The Court has no authority to enter a nolle prosequi in any cause; it can only be entered by the prosecuting attorney with the approval of the Court, on good cause shown. This count merely refers to Frank H. Kearns and omits entirely any averment to his official capacity as prosecuting attorney. Surely this is an essential element in this count, if one is to rely on the nolle prosequi entered as obstructing justice.

It is said by counsel for the state, since the offenses named in the two counts are not of the same class, they must have been connected together in their commission, else they would not have been included in the same indictment.

It is true, that if not of the same class, the two offenses ought not to be included in the same indictment, unless they are connected together in their commission. In fact, if so included, the indictment should show on its face that the offenses named in the two counts thereof, are connected together in their commission. 42 C. J. S., Indictments, Sec. 180, p. 1141.

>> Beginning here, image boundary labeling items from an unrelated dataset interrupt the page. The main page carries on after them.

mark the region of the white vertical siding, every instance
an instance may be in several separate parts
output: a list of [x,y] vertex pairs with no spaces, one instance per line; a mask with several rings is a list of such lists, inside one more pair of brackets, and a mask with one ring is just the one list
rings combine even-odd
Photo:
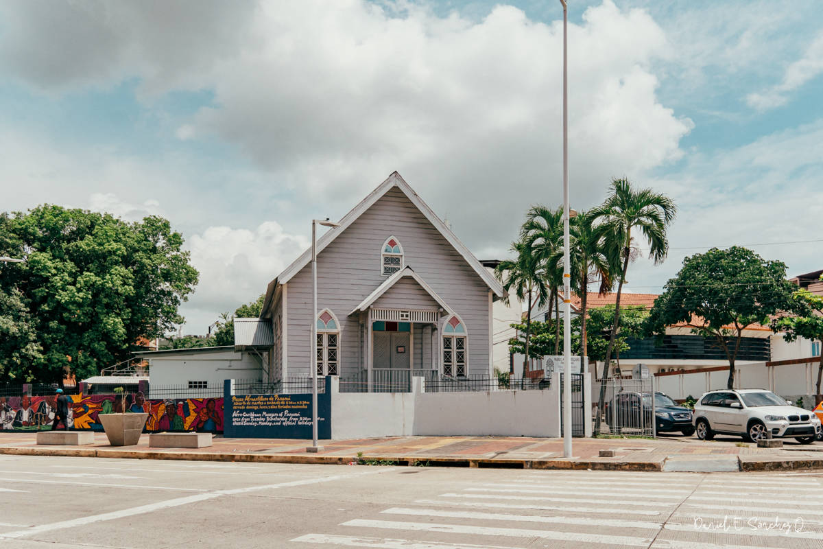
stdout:
[[[393,235],[403,247],[404,263],[466,323],[472,374],[489,368],[487,286],[480,276],[397,187],[390,189],[318,255],[318,309],[340,320],[342,373],[362,367],[358,320],[348,314],[386,277],[380,249]],[[287,361],[291,375],[309,374],[311,267],[289,281]],[[428,296],[427,296],[428,297]]]

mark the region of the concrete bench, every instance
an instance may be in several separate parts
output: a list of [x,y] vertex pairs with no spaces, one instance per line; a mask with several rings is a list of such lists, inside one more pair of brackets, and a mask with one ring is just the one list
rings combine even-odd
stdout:
[[153,448],[206,448],[212,445],[212,433],[151,433]]
[[95,444],[95,434],[91,430],[40,430],[37,444],[83,446]]

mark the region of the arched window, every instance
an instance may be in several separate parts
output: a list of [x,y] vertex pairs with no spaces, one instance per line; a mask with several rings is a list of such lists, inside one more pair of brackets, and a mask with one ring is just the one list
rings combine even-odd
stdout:
[[323,309],[317,315],[317,375],[340,374],[340,323],[334,313]]
[[465,376],[468,371],[468,334],[457,315],[443,323],[443,375]]
[[403,247],[400,241],[389,236],[380,250],[380,272],[390,276],[403,268]]

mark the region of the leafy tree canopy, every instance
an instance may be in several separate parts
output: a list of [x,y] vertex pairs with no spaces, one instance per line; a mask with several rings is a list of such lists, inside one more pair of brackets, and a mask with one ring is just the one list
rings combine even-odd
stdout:
[[253,319],[260,316],[263,311],[263,302],[266,299],[266,294],[260,294],[257,300],[240,305],[235,309],[235,314],[230,315],[224,313],[221,315],[223,322],[218,323],[217,331],[212,337],[212,345],[234,345],[235,344],[235,317],[240,319]]
[[156,216],[44,205],[0,213],[0,381],[61,382],[123,361],[155,337],[198,281],[183,236]]
[[667,326],[684,323],[704,337],[714,337],[729,361],[728,387],[732,387],[734,361],[742,332],[752,324],[789,310],[797,287],[786,280],[786,265],[767,261],[751,249],[713,248],[683,260],[654,300],[649,331],[664,333]]

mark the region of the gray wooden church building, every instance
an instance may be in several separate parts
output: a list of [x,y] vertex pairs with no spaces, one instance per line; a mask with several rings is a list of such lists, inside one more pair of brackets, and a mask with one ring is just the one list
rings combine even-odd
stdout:
[[310,249],[268,285],[269,379],[310,375],[312,353],[319,374],[370,382],[397,370],[491,374],[491,306],[504,290],[399,174],[339,224],[318,240],[317,314]]

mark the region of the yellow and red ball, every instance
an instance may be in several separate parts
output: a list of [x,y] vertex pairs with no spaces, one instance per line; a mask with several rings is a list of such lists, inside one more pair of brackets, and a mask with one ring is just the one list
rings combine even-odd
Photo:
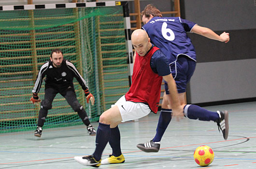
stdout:
[[207,145],[197,148],[194,152],[194,159],[198,165],[207,166],[213,161],[214,154],[213,149]]

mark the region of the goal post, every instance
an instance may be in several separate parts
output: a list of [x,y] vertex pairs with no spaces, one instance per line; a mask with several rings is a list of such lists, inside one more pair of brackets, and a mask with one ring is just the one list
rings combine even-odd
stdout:
[[[34,129],[40,107],[31,104],[41,66],[59,48],[86,81],[95,104],[79,102],[91,122],[128,90],[132,47],[127,1],[0,6],[0,133]],[[43,99],[44,82],[39,96]],[[57,94],[44,128],[83,124]]]

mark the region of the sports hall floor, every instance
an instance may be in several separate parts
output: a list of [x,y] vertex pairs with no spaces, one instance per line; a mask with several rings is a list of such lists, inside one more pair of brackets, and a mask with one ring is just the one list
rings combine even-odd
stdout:
[[[139,122],[119,125],[124,163],[101,165],[102,169],[256,169],[256,102],[205,107],[229,113],[229,134],[225,141],[216,125],[186,118],[172,119],[158,153],[144,153],[136,144],[150,141],[159,114],[150,114]],[[93,124],[97,128],[98,123]],[[92,169],[82,166],[74,156],[92,154],[95,136],[89,136],[84,126],[45,129],[42,136],[33,131],[0,134],[0,169]],[[199,146],[211,147],[213,163],[200,167],[193,153]],[[102,158],[112,153],[109,144]]]

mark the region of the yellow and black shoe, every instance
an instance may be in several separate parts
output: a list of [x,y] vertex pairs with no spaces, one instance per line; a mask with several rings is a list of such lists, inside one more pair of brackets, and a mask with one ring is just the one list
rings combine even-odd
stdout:
[[123,154],[118,156],[109,155],[109,157],[101,161],[101,164],[123,163],[125,162],[125,157]]
[[84,166],[92,166],[95,168],[100,167],[101,161],[101,159],[100,159],[99,161],[96,161],[92,155],[85,156],[75,156],[74,159]]

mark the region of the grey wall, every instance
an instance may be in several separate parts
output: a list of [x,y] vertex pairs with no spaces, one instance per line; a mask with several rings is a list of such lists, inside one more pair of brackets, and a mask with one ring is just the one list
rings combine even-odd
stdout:
[[254,0],[181,0],[181,3],[186,19],[213,30],[256,28]]
[[256,6],[254,0],[181,0],[182,16],[220,34],[227,44],[189,33],[198,64],[187,102],[201,103],[256,98]]
[[256,59],[199,63],[190,82],[188,101],[218,101],[256,96]]

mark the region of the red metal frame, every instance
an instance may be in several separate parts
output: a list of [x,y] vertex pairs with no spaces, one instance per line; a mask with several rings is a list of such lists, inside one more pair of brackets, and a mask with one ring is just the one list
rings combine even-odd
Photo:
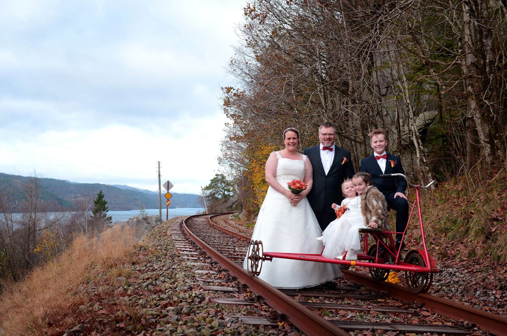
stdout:
[[[428,186],[429,185],[428,185]],[[426,186],[426,187],[428,186]],[[263,259],[265,260],[271,261],[273,260],[273,258],[281,258],[283,259],[292,259],[295,260],[306,260],[308,261],[315,261],[317,262],[327,262],[328,263],[335,263],[340,265],[362,266],[383,270],[405,271],[421,273],[438,273],[439,272],[438,269],[437,268],[437,265],[435,264],[435,262],[433,260],[433,258],[431,256],[431,255],[428,253],[428,249],[426,246],[426,241],[424,239],[424,228],[422,223],[422,215],[421,213],[420,199],[419,198],[419,189],[421,188],[421,186],[420,185],[412,185],[412,186],[414,187],[415,188],[416,198],[414,200],[414,203],[412,205],[412,210],[410,211],[410,215],[409,216],[408,222],[405,227],[405,230],[403,232],[397,232],[391,231],[379,231],[376,232],[368,231],[368,233],[365,233],[364,236],[362,238],[364,242],[363,245],[364,253],[357,255],[358,260],[357,260],[330,259],[322,256],[322,252],[321,252],[320,254],[310,254],[305,253],[285,253],[282,252],[264,252],[263,253]],[[394,244],[393,244],[393,240],[392,239],[393,234],[400,233],[403,234],[402,241],[403,242],[404,241],[405,234],[407,233],[407,229],[408,228],[408,224],[410,223],[410,219],[412,217],[412,215],[414,213],[414,210],[416,205],[417,206],[417,213],[419,217],[419,227],[421,229],[421,237],[422,238],[423,249],[422,250],[412,250],[409,251],[408,254],[413,252],[418,252],[422,257],[423,260],[424,261],[424,264],[427,265],[427,267],[417,266],[416,265],[400,261],[400,251],[397,250],[394,248]],[[376,233],[377,232],[378,232],[378,233]],[[386,250],[394,258],[393,263],[386,263],[387,261],[387,260],[384,258],[379,257],[378,255],[378,249],[377,249],[377,255],[375,257],[368,255],[369,249],[368,237],[369,234],[371,234],[373,238],[376,240],[377,246],[380,246],[382,245],[383,246]],[[382,239],[382,237],[381,237],[381,236],[385,235],[385,234],[388,234],[389,235],[388,238],[389,242],[387,245],[386,245],[383,240]],[[346,252],[344,255],[344,258],[345,257],[346,255]],[[369,261],[369,260],[374,260],[375,262]]]

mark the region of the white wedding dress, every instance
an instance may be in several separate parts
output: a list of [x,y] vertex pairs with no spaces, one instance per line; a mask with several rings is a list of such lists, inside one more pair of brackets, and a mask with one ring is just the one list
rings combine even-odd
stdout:
[[365,228],[364,217],[361,214],[361,197],[352,199],[347,197],[342,202],[349,210],[328,226],[322,232],[322,243],[325,247],[322,256],[334,258],[347,251],[348,257],[360,252],[361,242],[359,229]]
[[[287,182],[304,179],[306,156],[302,154],[302,160],[292,160],[276,153],[278,162],[275,177],[288,190]],[[306,197],[294,206],[288,198],[269,187],[251,239],[262,241],[266,252],[320,254],[322,243],[315,237],[321,233]],[[245,268],[247,262],[245,257]],[[259,277],[277,288],[302,288],[342,275],[339,268],[333,264],[274,258],[263,263]]]

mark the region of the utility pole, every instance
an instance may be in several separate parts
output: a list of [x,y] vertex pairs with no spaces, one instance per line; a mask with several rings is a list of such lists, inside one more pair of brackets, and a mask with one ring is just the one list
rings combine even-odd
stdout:
[[204,209],[206,210],[206,213],[208,213],[208,207],[206,206],[206,198],[204,198],[204,192],[202,191],[202,187],[201,187],[201,193],[202,194],[202,200],[204,202]]
[[160,161],[158,161],[159,165],[159,216],[162,218],[162,189],[160,186]]

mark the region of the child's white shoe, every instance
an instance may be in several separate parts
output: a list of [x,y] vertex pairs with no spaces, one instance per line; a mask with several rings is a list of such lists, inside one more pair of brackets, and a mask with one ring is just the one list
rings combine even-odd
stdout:
[[[343,255],[339,255],[338,256],[335,258],[335,259],[339,259],[340,260],[343,260]],[[347,255],[345,256],[345,260],[357,260],[357,254],[349,254],[347,253]]]
[[349,255],[348,253],[345,256],[346,260],[357,260],[357,254],[351,254]]

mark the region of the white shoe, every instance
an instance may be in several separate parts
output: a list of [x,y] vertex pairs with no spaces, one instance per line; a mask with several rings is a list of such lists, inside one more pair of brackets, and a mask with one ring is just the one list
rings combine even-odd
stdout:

Counsel for the state assert that since the capacity of the accused as prosecuting attorney is set forth in the first count, it is not necessary to repeat it in the second count of the indictment. This simply is not the law concerning the essential averments in the different counts of an indictment.

“Where there are several counts in an indictment, each count apparently charges a complete offense. The counts are, not interdependent, but each must necessarily be complete in itself.” 21 O. Jur., Indictment, Sec. 96, p. 795; Browning v. State, 120 Oh St 62.

“Each count is, in legal contemplation, a separate indictment and must contain all the averments necessary to constitute the offense sought to be charged in such count, * * *.” 27 Am. Jur., Indictments, Sec. 129, p. 687.

The constitutional right of the accused to be advised of the nature and cause of the accusation he is expected to meet, is not dependent upon surmise nor subject to the frailities of pleading that may be found in an indictment.

The demurrer of the defendant to the second count of the indictment is, therefore, sustained.